El caudillo se despojó del casco, dejando suelta la cabellera de gruesos rizos; agarró la cabeza de Therón por su ensangrentada melena, y poniendo un pie con ademán de vencedor sobre el cuerpo del sacerdote, la enseñó á los que ocupaban las murallas.

Estaba magnífico con la espada en la diestra, avanzando el otro brazo, que sostenía la cabeza del gigante. Relampagueaban de orgullo y fría cólera sobre la obscura tez sus ojos, brillantes como los discos de metal que pendían de sus orejas.

Los sitiados le reconocieron, y un grito de sorpresa y de rabia corrió á lo largo de la muralla.

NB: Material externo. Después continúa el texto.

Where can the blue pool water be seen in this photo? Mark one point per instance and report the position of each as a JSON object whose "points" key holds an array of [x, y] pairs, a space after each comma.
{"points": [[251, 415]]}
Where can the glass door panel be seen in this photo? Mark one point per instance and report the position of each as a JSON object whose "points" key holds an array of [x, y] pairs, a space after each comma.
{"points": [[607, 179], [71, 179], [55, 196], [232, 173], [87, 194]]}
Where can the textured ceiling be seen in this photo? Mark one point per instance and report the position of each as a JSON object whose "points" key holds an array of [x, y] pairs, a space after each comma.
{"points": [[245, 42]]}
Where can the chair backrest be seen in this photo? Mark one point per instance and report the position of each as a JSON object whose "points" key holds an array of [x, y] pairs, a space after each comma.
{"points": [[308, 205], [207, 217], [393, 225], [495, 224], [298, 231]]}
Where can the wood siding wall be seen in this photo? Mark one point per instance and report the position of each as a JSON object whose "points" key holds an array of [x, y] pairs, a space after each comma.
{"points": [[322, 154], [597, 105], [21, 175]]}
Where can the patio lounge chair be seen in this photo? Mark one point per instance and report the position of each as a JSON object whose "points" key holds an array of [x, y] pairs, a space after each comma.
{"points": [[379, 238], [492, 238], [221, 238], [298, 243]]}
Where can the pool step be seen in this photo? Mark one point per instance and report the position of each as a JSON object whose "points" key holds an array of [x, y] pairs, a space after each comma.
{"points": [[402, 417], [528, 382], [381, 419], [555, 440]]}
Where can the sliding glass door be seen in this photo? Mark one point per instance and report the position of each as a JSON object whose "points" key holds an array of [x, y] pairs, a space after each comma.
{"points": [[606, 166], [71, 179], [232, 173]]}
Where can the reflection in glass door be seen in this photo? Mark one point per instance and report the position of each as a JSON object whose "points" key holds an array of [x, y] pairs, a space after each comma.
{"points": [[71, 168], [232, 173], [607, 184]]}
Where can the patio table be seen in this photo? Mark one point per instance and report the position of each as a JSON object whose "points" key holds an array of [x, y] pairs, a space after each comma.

—¡Hanníbal!... ¡Es Hanníbal!

Aún permaneció inmóvil algunos instantes, como la estatua de la victoria, desafiando con soberbia á los enemigos, sin hacer caso de la nube de proyectiles que zumbaba en torno de él, hasta que de pronto soltó la cabeza de Therón y cayó de rodillas, abandonando su espada.

Mopso el arquero acababa de atravesarle una pierna de un flechazo.

Todos vieron desde las murallas cómo en un arranque de dolorosa rabia se arrancaba el mástil de la flecha, haciéndolo añicos y arrojándolo lejos. Luego ya no vieron más. Una gran parte del ejército sitiador corrió á él para cubrirlo, y sus honderos y arqueros comenzaron á disparar contra la muralla.

Acteón, fatigado por la salida reciente, contemplaba oculto tras una almena lo que ocurría en torno de Hanníbal, sin prestar atención á los proyectiles de los honderos que, enfurecidos por la herida del caudillo, enviaban una tempestad de piedras contra los muros.

Vió cómo se alejaba Hanníbal, sostenido por dos capitanes cartagineses de dorada coraza y custodiado por una muchedumbre.

De repente el caudillo repelió á los que le sostenían, y cojeando dolorosamente anduvo hacia un bulto blanco y ensangrentado que se destacaba sobre la tierra roja, como un harapo informe. Se inclinó sobre él, y los númidas que le rodeaban vieron llorar al terrible Hanníbal por primera y última vez, uniendo su boca á la destrozada cabeza de la amazona Asbyte, besando aquel rostro amado, en torno de cuyas facciones aplastadas y sangrientas, comenzaba á revolotear un enjambre de fúnebres moscas.